Mason seems to have jumped the gun in terms of using this new trend-word. But s'okay we know a thing or two about jumping the gun and trend-words. We used "Copanga" to describe Corey and Topanga from "Boy Meets World" the other day and people were like, "whaaa?" "whooo?" and we realized that the world was not ready for us just yet.
The Fated Sky
By Benson Bobrick
Reviewed by Dick Teresi
In the olden times of ReAbRe, we used to mostly just make fun of all the sexual innuendos in the book reviews and point out whenever someone wrote the word "blowjob" or talked about anal sex. Ha!
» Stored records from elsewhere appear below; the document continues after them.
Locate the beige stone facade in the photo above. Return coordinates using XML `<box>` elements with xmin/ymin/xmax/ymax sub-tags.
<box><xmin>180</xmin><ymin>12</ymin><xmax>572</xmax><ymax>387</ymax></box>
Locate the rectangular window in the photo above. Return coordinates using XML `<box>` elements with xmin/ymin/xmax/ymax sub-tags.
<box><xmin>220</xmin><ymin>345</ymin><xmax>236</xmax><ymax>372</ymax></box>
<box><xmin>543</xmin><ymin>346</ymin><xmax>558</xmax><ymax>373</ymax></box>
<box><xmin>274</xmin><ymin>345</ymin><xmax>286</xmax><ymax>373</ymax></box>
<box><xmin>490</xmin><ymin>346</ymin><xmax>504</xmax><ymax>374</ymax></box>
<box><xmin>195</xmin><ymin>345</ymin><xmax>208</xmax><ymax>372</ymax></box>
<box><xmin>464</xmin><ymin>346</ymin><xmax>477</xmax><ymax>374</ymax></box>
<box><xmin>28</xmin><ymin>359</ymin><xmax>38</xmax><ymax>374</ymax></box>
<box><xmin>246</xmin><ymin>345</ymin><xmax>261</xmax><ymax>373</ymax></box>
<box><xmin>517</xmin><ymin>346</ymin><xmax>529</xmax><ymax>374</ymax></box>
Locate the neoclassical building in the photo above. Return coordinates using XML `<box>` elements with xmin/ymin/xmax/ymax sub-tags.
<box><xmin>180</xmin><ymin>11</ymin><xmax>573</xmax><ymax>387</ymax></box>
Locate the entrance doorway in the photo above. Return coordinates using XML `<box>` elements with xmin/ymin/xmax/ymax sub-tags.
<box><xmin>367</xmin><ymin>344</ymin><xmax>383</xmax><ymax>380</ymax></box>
But then again, we had a lot of growing up to do. We just couldn't resist, though, pointing out the sexy in Dick Teresi's review of Benson Bobrick's new history of astrology. Dick opens the review with a story about a white noise machine his wife bought him. "Within a few weeks, however, I heard the generator calling my name. 'Dick Dick Dick ,' it moaned." We chuckled like a little schoolgirl in pigtails to that one. Then we didn't so much chuckle as we did vom a little when we read, "neo-Darwinists emphasize natural selection, a god-like mechanism that sorts through mutations and chooses on the optimal ones. To them, every feather, fetlock and pubic hair bristles with meaning." The thought of a pubic hair bristling with meaning let's just say it doesn't make our Benson Bob Rick in any way, shape or form.
Just like the little girl with the curl right in the middle of her forehead, when the back page is bad it's horrid, but when it's good, it's very good indeed! This week is an example of the latter. Lee Siegel writes four fake letters to editors and reviewers, meant to accompany galley copies. Our favorite letter is one describing a book by Gianni Gold, "Just Makes Me Stronger," which tells of the friendship between two teenagers — Fabio, an American spending the summer in Cambodia, and Bona, a Cambodian, whose world is shattered when "One eerily quite June evening, Pol Pot's soldiers enter Bona's house, rape and kill his two sisters, murder his parents and transport Bona to a labor camp." The kicker comes in the last paragraph: "About Gianni Gold: Gianni Gold was born in Beverly Hills in 1975, attended Phillips Academy Andover and graduated from Harvard. He has worked as a tour guide in Provence and as a tennis coach in Corsica, and was a managing director of Lehman Brothers before leaving investment banking to devote his life to the humanities " No zinger of ours can do justice to this puppy it's just so perfect as is!